Bridgette Richardson Hempstead knows almost nothing about football, but she recently found herself standing on the sidelines of the Seattle Seahawks’ CenturyLink Field, with microphone in hand and a large TV camera projecting her image on a Jumbotron to 70,000 excited fans as she belted the national anthem. She said some on the field were crying.

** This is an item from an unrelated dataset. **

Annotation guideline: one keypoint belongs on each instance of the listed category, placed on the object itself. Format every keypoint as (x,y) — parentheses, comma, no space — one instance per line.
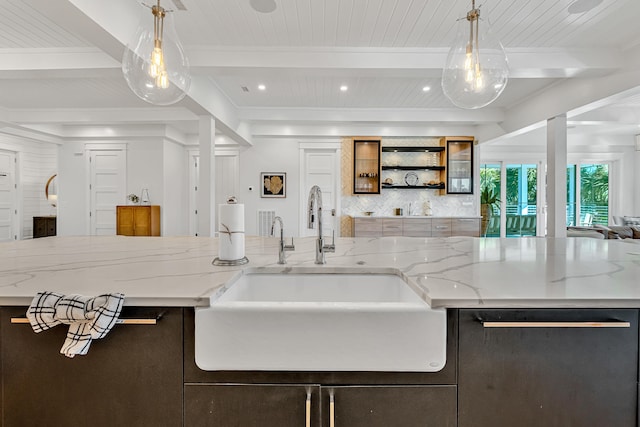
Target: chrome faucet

“It was pretty incredible. They said they had never ever had anyone sing the anthem like that and have a reaction from the community like that,” Hempstead says. “Too bad they lost.” (To be fair, the Super Bowl champion Seahawks played the Dallas Cowboys, this season’s best team in the NFL.)
Passions run high in electrically charged communities united in a single cause. That cause might be beating the Cowboys—or, in Hempstead’s day job, making sure that women of color have access to appropriate health care. A breast-cancer survivor and head of the trusted health advocacy group Cierra Sisters, Hempstead gives assurance and advice to those who are afraid to go to the doctor or flummoxed by the world of health insurance.
Hempstead is just one of the roughly two dozen community leaders that make up King County Health Director Daphne Pie’s insurance-enrollment army. Others include organizers from the Open Arms Perinatal Doula Program—which is deeply rooted in Seattle’s Latina and Somali communities; the Gay City health project; and the Asian Counseling and Referral Service.
The County Council adopted an “equity and social justice” strategic plan four years ago that directs all its municipal departments to target the areas of greatest inequity in whatever they are doing. For a transit agency, that means expanding bus services to poor neighborhoods. For the health department, it means digging into the county’s insurance-enrollment statistics to ferret out the populations that are under-covered.